We feel alienated – depressed, disconnected, uncertain, precarious, and vulnerable – and so we seek out connection. We seek it, more often than not, in those spaces and with those others that are comfortable and most like ourselves. At the end of last year, I met a woman who was part of an “intentional community” in DC. There are, in fact, many of these – an entire network! They are essentially group houses where lots of young professionals, interns, college students and others come together to rent a house and share costs. These “intentional community” homes go a step further. They seek out people who are interested in a particular lifestyle and work together within the community of the house to make that lifestyle a reality. In this woman’s house, they were committed to a completely vegan diet, shared everything, and had weekly meetings to discuss house issues. While I don’t have any qualm with those values in particular, the retreat into this relatively homogeneous community was unsettling to me. One man had applied to join the house but wanted to be able to eat fish that he caught.
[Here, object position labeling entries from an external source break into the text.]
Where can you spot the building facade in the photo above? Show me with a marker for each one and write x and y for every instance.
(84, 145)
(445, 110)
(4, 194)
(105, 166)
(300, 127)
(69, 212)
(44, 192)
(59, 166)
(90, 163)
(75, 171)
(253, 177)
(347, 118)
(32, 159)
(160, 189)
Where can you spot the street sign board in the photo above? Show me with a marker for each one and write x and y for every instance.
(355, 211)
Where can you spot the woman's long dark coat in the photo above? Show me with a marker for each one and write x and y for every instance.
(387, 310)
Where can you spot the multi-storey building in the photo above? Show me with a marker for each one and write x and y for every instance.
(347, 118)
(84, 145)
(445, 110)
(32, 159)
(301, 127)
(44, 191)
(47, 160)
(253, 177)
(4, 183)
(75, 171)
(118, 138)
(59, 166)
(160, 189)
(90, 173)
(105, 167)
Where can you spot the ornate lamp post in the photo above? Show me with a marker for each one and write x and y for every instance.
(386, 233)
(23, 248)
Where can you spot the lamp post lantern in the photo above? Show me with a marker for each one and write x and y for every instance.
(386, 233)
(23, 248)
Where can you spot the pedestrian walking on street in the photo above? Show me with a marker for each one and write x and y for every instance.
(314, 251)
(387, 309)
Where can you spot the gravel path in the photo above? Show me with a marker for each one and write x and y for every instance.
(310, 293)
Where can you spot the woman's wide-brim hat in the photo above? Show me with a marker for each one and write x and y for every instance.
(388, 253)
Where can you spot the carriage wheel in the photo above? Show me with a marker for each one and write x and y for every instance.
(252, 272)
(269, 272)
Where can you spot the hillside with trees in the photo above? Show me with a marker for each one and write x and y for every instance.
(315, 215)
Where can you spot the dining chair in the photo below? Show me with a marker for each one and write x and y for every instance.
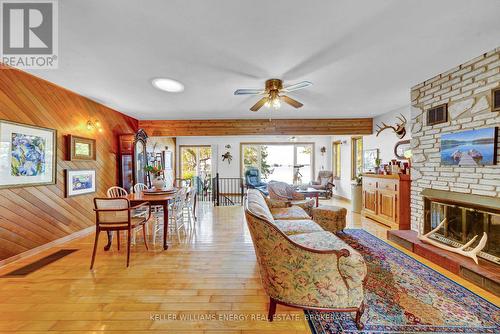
(176, 214)
(156, 210)
(140, 187)
(190, 206)
(116, 214)
(116, 191)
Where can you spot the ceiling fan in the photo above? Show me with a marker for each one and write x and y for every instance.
(274, 94)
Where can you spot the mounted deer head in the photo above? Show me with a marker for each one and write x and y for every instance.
(399, 129)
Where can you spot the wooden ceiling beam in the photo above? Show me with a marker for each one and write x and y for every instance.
(235, 127)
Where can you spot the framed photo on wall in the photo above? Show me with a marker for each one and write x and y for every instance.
(80, 182)
(369, 157)
(168, 160)
(80, 148)
(28, 155)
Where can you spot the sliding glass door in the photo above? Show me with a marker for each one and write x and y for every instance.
(287, 162)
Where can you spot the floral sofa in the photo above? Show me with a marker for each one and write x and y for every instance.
(302, 265)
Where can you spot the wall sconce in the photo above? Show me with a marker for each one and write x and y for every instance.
(92, 125)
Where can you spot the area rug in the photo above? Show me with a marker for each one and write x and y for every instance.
(403, 295)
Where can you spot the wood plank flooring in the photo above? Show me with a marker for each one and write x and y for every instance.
(207, 282)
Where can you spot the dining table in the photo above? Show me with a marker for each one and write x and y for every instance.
(160, 198)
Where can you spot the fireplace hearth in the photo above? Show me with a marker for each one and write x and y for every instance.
(466, 216)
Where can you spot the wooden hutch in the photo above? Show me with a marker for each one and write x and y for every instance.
(386, 199)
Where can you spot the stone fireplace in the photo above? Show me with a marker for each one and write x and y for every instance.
(466, 90)
(466, 216)
(468, 196)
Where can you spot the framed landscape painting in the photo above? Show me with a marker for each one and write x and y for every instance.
(369, 157)
(28, 155)
(80, 182)
(80, 148)
(470, 148)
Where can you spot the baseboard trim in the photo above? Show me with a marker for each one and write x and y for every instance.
(48, 245)
(341, 198)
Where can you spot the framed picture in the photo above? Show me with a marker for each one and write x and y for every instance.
(80, 182)
(470, 148)
(80, 148)
(369, 157)
(402, 149)
(168, 160)
(28, 155)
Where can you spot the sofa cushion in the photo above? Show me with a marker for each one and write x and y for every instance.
(292, 227)
(353, 267)
(321, 241)
(293, 212)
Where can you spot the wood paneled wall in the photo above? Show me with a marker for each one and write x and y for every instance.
(235, 127)
(33, 216)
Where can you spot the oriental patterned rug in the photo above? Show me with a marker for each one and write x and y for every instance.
(403, 295)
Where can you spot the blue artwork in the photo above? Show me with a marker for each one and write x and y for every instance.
(469, 148)
(81, 182)
(27, 155)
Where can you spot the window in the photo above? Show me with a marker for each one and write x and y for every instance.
(196, 161)
(336, 159)
(291, 163)
(356, 156)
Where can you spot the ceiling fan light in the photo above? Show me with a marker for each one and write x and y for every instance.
(276, 103)
(168, 85)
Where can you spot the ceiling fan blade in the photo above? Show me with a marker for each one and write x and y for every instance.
(259, 104)
(292, 102)
(297, 86)
(248, 92)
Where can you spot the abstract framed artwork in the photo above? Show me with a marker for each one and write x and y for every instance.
(28, 155)
(470, 148)
(369, 157)
(80, 148)
(168, 160)
(80, 182)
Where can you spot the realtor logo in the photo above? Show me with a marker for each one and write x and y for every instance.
(29, 34)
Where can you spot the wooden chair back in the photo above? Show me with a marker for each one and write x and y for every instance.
(115, 191)
(140, 187)
(112, 212)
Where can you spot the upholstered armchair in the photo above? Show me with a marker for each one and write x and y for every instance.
(253, 180)
(281, 191)
(310, 270)
(324, 182)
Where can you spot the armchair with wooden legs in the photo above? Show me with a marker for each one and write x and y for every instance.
(116, 214)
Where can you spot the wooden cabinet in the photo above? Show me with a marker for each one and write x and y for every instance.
(386, 199)
(370, 200)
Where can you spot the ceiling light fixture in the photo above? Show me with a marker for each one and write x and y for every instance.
(168, 85)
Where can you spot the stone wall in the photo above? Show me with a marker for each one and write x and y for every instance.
(467, 90)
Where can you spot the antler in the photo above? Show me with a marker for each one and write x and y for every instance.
(384, 127)
(403, 120)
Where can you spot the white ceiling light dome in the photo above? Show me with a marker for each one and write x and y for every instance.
(168, 85)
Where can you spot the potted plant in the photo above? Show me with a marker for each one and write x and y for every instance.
(356, 197)
(378, 162)
(156, 173)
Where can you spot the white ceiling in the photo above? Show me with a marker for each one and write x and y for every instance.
(362, 56)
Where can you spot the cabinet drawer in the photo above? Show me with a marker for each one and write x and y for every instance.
(387, 185)
(369, 183)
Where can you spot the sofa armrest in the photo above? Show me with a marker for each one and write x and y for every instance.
(275, 203)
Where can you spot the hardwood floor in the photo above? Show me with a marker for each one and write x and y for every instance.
(207, 282)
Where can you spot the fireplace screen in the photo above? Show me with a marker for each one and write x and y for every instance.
(462, 224)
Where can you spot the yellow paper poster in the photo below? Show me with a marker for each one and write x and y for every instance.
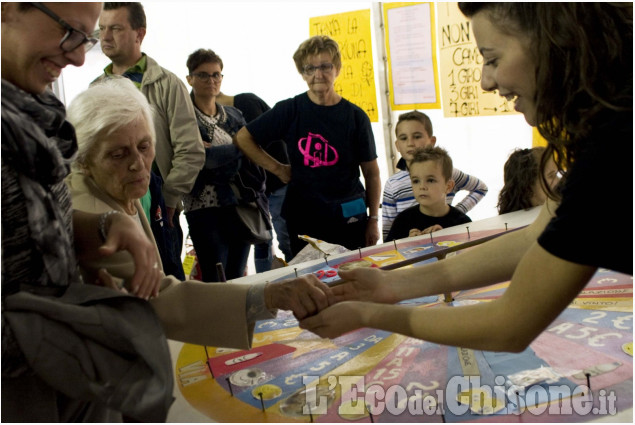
(461, 66)
(356, 81)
From the woman’s story, it sounded as if he went to great lengths to compromise – keeping the fish in a cooler in the basement separate from all other food, and preparing and consuming it away from all other food preparation and consumption. However, the compromise was not enough for her or the others in the house – meat of any kind would simply not be allowed. This made me skeptical of the communitarian movements that are so common today, and whether they are the cure for alienation that we seek.
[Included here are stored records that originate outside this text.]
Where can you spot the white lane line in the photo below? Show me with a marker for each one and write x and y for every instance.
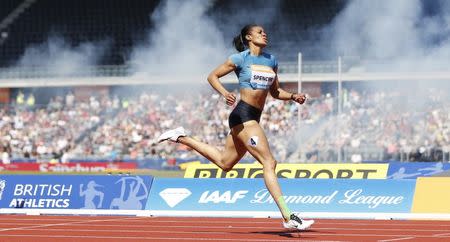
(58, 224)
(270, 221)
(398, 239)
(401, 236)
(158, 238)
(139, 228)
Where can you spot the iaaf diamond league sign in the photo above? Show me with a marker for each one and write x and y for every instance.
(306, 195)
(74, 192)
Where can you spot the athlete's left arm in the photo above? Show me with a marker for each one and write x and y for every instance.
(277, 92)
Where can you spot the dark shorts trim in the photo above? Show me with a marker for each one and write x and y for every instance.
(242, 113)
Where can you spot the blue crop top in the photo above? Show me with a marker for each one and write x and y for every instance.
(256, 72)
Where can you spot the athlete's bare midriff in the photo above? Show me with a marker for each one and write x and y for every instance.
(256, 98)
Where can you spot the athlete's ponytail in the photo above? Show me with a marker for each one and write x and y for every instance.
(240, 42)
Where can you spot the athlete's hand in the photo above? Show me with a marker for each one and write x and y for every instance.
(299, 97)
(230, 98)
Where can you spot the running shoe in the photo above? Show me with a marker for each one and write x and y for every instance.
(295, 222)
(172, 135)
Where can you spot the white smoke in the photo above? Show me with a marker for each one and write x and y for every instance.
(58, 57)
(184, 42)
(400, 31)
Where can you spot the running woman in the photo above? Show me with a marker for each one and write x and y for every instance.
(257, 74)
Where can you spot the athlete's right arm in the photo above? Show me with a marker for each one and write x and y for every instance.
(213, 79)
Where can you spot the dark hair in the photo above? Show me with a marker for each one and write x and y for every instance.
(240, 42)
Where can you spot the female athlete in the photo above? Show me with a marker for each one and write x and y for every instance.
(257, 74)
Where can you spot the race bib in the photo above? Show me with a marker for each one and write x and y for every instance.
(262, 76)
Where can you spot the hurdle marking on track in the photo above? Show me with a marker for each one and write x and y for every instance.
(442, 235)
(60, 224)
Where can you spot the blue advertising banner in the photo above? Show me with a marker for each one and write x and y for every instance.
(412, 170)
(306, 195)
(74, 192)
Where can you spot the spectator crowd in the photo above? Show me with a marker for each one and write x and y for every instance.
(379, 125)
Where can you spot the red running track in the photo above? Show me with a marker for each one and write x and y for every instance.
(121, 228)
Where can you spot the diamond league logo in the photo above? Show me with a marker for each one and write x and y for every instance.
(173, 196)
(2, 188)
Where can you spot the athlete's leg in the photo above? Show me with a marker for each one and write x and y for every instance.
(251, 134)
(233, 151)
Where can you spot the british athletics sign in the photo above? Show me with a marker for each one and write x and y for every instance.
(74, 192)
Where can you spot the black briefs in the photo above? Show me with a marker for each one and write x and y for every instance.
(242, 113)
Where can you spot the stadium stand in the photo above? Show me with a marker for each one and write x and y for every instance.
(114, 126)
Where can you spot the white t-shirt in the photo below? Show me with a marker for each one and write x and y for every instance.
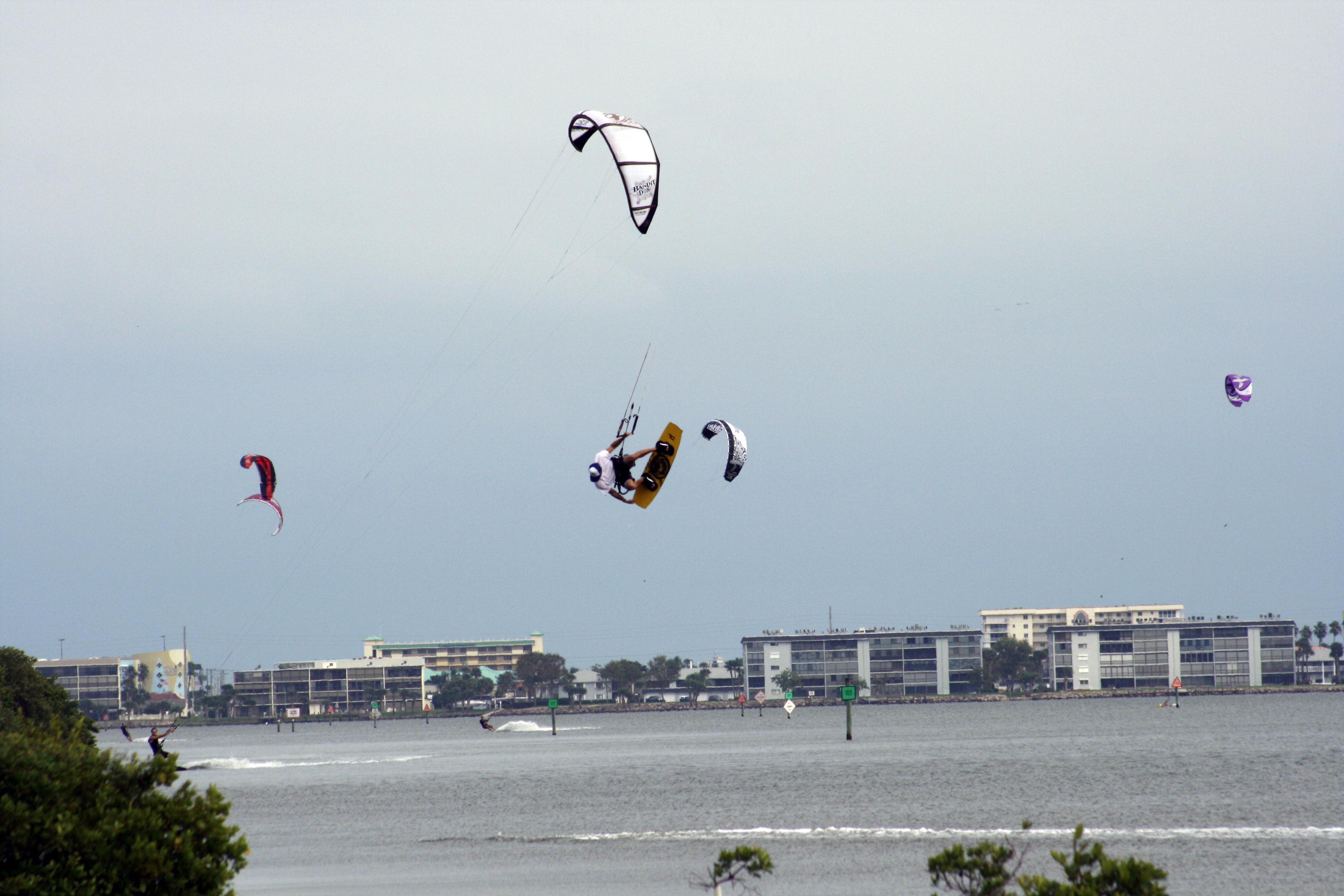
(608, 480)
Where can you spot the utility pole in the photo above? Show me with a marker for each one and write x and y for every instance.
(847, 694)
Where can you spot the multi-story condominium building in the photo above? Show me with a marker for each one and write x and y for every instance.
(441, 656)
(1319, 670)
(1030, 624)
(1201, 653)
(333, 685)
(97, 680)
(894, 663)
(93, 679)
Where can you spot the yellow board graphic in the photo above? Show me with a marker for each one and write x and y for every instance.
(659, 465)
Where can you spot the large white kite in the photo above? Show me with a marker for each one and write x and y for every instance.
(634, 153)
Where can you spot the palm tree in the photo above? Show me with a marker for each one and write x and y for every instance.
(1304, 652)
(696, 684)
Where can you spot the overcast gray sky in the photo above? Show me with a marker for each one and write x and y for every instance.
(968, 276)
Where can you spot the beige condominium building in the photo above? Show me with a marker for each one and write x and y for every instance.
(1030, 624)
(498, 656)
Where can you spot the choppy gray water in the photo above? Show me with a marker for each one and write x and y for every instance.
(1229, 794)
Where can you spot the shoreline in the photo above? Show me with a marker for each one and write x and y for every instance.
(714, 707)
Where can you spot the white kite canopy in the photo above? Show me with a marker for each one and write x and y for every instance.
(635, 159)
(737, 447)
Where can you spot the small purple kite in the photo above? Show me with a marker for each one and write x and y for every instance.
(267, 471)
(1238, 389)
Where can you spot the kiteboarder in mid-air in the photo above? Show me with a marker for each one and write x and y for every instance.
(611, 472)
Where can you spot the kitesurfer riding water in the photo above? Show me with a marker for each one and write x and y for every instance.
(155, 739)
(612, 472)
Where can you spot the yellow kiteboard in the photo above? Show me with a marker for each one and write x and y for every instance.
(659, 465)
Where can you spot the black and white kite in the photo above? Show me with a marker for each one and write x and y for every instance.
(634, 153)
(737, 447)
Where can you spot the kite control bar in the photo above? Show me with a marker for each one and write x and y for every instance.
(632, 414)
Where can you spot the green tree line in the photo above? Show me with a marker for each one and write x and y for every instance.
(81, 821)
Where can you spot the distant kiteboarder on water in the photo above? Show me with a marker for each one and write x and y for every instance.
(155, 739)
Alienation is the result of disconnection and isolation – the breakdown or abstraction of constitutive relations. The retreat into community, it seems to me, may fit very well in an alienated world. If you can slip easily and quietly into your community in the evenings and on weekends, then your alienation the rest of the time might be a little more bearable. But producing a community that is homogeneous and isolated is simply another form of alienation – a shared alienation.
Another way of looking at it is that alienation is a condition of the system of modernity in which we find ourselves. This is the insight of Marx and Freud, because the fact of alienation itself was not in doubt in the early industrial era. What they made apparent is that alienation is not a condition of individuals but of the collective world in which we live. If that’s the case, then a retreat into community might provide temporary solace, but never the true cure for alienation that we seek because it only changes the internal conditions of the community and not the relations that constitute our alienated existence.
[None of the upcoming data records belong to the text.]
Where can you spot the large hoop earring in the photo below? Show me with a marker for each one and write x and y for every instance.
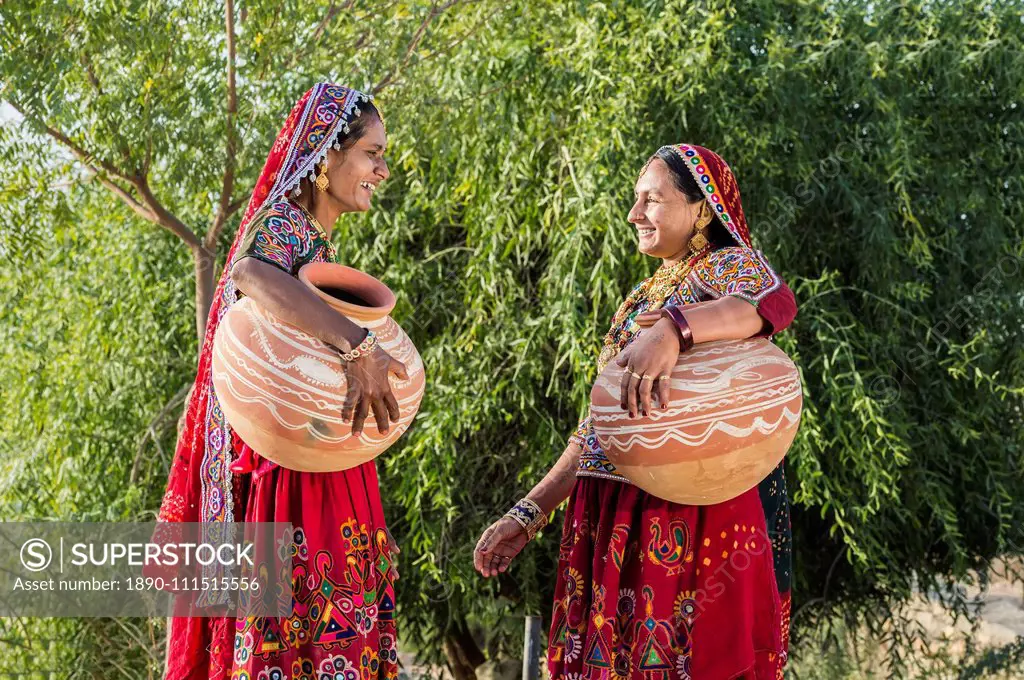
(698, 242)
(322, 181)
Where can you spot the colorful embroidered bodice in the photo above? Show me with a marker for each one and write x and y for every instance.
(739, 271)
(282, 235)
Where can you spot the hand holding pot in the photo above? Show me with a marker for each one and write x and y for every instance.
(369, 388)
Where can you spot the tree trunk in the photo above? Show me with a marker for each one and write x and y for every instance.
(204, 262)
(463, 653)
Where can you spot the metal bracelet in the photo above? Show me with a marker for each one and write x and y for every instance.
(364, 347)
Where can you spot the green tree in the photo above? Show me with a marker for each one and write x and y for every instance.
(877, 149)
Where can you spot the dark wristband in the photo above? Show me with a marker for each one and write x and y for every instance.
(685, 334)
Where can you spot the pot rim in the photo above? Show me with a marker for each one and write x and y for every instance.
(367, 287)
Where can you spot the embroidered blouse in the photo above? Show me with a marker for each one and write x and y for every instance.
(741, 272)
(283, 236)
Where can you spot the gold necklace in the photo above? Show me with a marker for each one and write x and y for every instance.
(316, 225)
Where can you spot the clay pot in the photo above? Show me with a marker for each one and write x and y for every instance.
(282, 390)
(734, 410)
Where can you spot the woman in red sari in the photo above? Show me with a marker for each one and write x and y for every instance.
(327, 160)
(647, 588)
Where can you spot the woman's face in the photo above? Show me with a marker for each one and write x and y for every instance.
(660, 213)
(355, 172)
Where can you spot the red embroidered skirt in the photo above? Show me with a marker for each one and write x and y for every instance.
(342, 622)
(652, 589)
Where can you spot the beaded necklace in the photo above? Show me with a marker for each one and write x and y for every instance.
(313, 220)
(649, 295)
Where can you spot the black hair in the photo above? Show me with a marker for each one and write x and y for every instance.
(684, 181)
(356, 128)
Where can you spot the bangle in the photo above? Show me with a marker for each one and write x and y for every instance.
(679, 321)
(527, 514)
(364, 347)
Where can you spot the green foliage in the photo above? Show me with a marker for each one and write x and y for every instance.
(877, 145)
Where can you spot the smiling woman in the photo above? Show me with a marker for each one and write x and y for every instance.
(327, 161)
(645, 585)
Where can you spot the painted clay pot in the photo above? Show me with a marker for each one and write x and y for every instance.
(734, 410)
(283, 390)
So what’s the alternative? If we can’t cure alienation by building community, then what can we do? If alienation is the condition of the world we live in, then the cure for alienation, it seems, might be to seek connection in the most alien places possible. To ignore entirely the constraints imposed upon us by the world and seek new forms of interconnection – alien, monstrous, perverse, taboo, hybrid, and unnatural. To seek out (inter-class) contact rather than (intra-class) networking.
These kinds of alien connections entail a risk – an acceptance of vulnerability. There is danger in relating to something that is wholly other and alien. Communication may fail. Some relations may be painful or destructive. These are precisely the kinds of relations that are fled from in the retreat to community – the uncomfortable, uneasy, and dangerous relations. But the retreat into community is a retreat into the world of alienation and not an escape from it. Escape takes effort.
That’s not to say we can’t do both – build community and seek out other forms of connection as well. In some cases, the two may not be mutually exclusive, in others they may. It’s just to say that community building, in itself, is not the cure for alienation. The cure lies in breaking down the barriers that define community in our alienated world and composing new forms of relation that might begin to constitute a new world. This cannot happen as long as we seek out the easy, the comfortable, and the risk-free.